Here are three claims upheld by the U.S. District Court, as quoted from the decision that could cost Vonage $58 million:
“6. A method as in claim 1, wherein the public packet data communication network is a packet switched network.
“7. A method as in claim 6, wherein the packet switched network comprises a system of interlinked data networks using TCP/IP protocol.
“8. A method as in claim 7, wherein the system of interlinked data networks comprises the Internet.”
Look closely at what those supposedly valid claims describe. A public packet data communications network? A network using TCP/IP? Interlinked data networks? Verizon has patented the Internet. (Now Al Gore can breathe a sigh of relief.) Heaven help us if those are upheld.
According to Tier1 analyst Daniel Berninger, some of Verizon's claims are an attempt to patent an open standard, as in the occurrence of a computer receiving a request for a telephone call translates the request into a telephone number. In a post on GigaOM, Berninger called the patents “generic and ambiguous.”
Some of these “patents” go back to the late 1997, predating the 2001 creation of Vonage. Why is Verizon suing now? Here's a clue fromVerizon's annual report to the Securities and Exchange Commission described the company's competitive position:
“We face significant competition in our industry. The rapid development of new technologies, services and products has eliminated the traditional lines between local, long distance, wireless, cable and Internet communication services and brought new competitors to our markets, including other telephone companies, cable companies, wireless service providers, satellite providers, electric utilities, and providers of VoIP services. While these changes have enabled us to offer new types of services, they have also allowed other service providers to broaden the scope of their own competitive offerings.”
As Gigi told the New York Times, “I think Verizon is pulling out all the stops to put Vonage out of business.”
Earl Comstock, president of Comptel, which represents competitive telephone companies, expressed the same view in a Washington Post story: “This isn't about protecting their patents. It's about crushing their competitors.”
The bad behavior is more than Verizon's patent suit. It's also AT&T shutting down a free conference-call service over an access-charge dispute. It's easy to get lost in the technical weeds, but James Granelli at the L.A. Times captured the essence: “A legal fight involving two Southern California companies and AT&T Inc. is exposing an ominous reality: Phone companies say they can decide whom their customers can't call.”
The Federal Communications Commission has received more than 1,000 complaints about calls to services like Freeconference.com being blocked, the Times reported. Instead of using these low-cost services, consumers are then steered to the higher priced services offered by AT&T and others. Freeconference.com and others use phone numbers offered by rural telephone calls as the basis for their conferencing systems. AT&T has said that arrangement costs it money.
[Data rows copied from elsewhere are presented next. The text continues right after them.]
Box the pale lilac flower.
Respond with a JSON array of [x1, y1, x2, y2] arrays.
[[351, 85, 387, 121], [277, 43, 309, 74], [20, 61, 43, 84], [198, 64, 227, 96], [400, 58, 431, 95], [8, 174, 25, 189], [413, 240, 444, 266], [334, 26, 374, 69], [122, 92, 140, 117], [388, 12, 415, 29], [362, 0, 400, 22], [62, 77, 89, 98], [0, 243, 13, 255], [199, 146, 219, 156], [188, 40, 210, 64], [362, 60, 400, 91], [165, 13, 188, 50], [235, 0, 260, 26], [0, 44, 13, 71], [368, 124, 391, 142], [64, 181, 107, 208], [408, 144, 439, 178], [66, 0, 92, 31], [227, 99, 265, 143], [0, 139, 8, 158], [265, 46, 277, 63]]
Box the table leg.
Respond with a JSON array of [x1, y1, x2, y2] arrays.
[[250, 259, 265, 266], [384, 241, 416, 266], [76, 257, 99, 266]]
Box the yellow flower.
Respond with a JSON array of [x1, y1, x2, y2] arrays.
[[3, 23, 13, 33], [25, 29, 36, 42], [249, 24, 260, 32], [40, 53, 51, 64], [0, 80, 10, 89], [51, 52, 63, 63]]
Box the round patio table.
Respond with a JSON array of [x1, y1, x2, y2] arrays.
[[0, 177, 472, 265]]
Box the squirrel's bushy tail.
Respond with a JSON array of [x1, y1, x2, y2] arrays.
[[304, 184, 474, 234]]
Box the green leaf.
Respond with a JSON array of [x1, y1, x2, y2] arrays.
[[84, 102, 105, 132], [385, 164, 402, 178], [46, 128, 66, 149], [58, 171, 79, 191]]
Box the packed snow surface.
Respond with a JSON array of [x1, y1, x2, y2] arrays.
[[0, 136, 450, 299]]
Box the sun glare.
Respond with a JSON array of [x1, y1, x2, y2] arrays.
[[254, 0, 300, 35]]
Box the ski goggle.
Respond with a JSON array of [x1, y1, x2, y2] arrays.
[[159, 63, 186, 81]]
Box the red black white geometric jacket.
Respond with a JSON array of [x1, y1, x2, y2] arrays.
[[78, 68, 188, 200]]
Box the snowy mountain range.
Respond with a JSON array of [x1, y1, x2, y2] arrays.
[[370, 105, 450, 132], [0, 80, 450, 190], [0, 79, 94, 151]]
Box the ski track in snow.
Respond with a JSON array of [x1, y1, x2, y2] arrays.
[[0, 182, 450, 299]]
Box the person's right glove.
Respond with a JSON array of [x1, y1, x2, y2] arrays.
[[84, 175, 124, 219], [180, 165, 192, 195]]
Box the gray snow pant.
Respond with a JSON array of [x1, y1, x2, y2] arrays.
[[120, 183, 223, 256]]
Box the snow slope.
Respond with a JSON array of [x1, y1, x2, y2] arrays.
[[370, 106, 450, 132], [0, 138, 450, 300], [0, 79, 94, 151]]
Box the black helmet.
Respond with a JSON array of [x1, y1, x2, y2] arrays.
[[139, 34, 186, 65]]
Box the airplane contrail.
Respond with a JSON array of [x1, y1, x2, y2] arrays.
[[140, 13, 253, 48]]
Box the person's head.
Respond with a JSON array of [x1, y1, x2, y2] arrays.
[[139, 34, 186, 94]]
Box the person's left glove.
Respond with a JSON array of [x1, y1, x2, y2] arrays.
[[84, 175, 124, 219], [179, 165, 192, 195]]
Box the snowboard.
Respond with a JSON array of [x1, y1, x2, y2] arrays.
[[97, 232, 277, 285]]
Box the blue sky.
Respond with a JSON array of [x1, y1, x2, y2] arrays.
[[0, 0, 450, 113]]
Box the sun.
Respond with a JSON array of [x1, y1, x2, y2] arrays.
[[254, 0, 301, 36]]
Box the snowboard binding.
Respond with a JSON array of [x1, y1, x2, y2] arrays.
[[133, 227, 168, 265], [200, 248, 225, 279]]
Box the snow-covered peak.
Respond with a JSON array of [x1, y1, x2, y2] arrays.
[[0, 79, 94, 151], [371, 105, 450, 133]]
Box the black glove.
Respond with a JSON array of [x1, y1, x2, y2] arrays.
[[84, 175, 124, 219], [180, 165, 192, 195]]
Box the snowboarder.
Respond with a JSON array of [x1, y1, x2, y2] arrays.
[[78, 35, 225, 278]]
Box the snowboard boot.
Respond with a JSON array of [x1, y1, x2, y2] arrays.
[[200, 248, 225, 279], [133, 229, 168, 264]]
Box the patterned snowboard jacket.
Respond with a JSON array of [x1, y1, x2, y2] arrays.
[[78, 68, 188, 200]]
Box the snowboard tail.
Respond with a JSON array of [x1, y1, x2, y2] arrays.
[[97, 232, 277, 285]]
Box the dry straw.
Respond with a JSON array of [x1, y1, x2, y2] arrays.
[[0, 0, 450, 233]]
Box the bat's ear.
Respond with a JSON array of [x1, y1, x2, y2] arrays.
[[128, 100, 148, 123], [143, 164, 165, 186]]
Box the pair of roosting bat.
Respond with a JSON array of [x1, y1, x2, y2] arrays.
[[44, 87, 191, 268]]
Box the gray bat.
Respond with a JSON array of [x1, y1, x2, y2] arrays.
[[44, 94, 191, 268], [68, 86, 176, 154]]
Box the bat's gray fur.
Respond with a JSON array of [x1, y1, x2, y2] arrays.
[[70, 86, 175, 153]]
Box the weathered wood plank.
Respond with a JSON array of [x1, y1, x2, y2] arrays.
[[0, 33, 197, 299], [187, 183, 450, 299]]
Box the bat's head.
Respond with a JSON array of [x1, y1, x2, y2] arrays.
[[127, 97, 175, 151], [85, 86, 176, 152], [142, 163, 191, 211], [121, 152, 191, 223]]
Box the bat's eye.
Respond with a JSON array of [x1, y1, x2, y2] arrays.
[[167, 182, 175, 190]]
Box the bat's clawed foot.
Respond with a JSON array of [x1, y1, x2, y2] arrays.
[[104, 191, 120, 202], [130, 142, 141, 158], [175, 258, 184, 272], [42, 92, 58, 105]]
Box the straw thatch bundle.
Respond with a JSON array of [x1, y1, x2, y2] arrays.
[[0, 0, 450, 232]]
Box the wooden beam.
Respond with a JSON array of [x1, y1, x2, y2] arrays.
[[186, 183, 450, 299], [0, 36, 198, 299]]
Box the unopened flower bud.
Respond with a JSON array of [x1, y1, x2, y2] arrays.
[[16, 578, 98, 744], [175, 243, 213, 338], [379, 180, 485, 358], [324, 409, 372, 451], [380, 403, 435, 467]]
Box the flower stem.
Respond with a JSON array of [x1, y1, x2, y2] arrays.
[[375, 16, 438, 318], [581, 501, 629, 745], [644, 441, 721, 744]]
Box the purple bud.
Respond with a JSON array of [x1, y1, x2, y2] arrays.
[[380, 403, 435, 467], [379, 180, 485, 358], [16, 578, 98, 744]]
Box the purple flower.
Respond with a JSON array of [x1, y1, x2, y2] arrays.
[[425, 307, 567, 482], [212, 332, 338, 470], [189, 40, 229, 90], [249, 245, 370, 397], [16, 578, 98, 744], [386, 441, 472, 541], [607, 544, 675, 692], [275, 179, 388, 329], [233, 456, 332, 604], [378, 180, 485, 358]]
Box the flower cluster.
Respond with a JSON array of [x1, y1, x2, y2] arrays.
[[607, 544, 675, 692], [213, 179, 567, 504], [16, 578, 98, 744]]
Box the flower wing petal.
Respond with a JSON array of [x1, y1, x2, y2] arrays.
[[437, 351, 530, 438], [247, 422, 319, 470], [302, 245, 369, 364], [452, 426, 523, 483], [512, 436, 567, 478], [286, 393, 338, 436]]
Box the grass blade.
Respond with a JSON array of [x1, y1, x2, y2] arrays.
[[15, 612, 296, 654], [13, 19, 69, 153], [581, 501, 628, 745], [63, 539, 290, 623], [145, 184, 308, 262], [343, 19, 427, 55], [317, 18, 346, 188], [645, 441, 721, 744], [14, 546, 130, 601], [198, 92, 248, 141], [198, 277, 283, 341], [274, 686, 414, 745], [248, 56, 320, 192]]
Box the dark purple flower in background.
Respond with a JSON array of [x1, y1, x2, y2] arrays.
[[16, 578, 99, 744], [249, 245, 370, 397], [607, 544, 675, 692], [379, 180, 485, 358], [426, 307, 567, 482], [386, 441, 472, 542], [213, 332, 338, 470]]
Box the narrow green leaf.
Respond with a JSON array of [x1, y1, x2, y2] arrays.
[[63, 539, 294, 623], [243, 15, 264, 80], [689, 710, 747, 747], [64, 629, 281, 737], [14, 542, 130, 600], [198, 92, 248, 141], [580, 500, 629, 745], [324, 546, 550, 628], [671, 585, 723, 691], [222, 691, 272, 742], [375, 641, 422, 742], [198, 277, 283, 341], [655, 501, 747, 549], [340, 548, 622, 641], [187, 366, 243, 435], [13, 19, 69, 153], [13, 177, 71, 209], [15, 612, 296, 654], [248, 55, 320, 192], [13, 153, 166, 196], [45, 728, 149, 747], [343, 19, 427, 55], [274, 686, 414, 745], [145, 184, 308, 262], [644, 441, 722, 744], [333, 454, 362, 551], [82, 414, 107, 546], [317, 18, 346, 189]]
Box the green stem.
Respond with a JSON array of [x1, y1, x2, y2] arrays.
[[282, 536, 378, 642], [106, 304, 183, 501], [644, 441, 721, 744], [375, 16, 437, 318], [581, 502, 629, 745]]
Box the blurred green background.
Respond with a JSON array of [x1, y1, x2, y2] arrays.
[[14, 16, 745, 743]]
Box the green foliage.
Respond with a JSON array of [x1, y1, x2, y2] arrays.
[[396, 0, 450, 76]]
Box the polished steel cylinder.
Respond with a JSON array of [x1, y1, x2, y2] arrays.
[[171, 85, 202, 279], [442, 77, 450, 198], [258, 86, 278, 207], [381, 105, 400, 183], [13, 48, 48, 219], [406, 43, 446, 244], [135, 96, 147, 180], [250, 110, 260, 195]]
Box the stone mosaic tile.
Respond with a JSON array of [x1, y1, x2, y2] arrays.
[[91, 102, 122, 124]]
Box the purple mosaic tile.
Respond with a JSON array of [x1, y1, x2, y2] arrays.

Small competitive carriers that benefit from the arrangement, like Great Lakes Communications in Spencer, IA, take a different view. Non-profit groups depend on companies like Great Lakes, the company said, while AT&T, Qwest and Sprint are angry at the loss of business. http://blog.glccom.com/. Freeconference.com responded with an antitrust suit against AT&T, and may pursue other actions as well.
So, to recap, we have Verizon claiming a patent on the Internet, and AT&T and Qwest (and Sprint-Nextel) claiming the right to block calls instead of settling access charge disputes. They have since backed off, but there's no guarantee it won't happen again.
For those of us who want a Net Neutrality policy, the old adage is true: You're not paranoid if they really are after you. Or, to put it in context of the 100-year history of anticompetitive behavior by the phone industry: Genetics wins.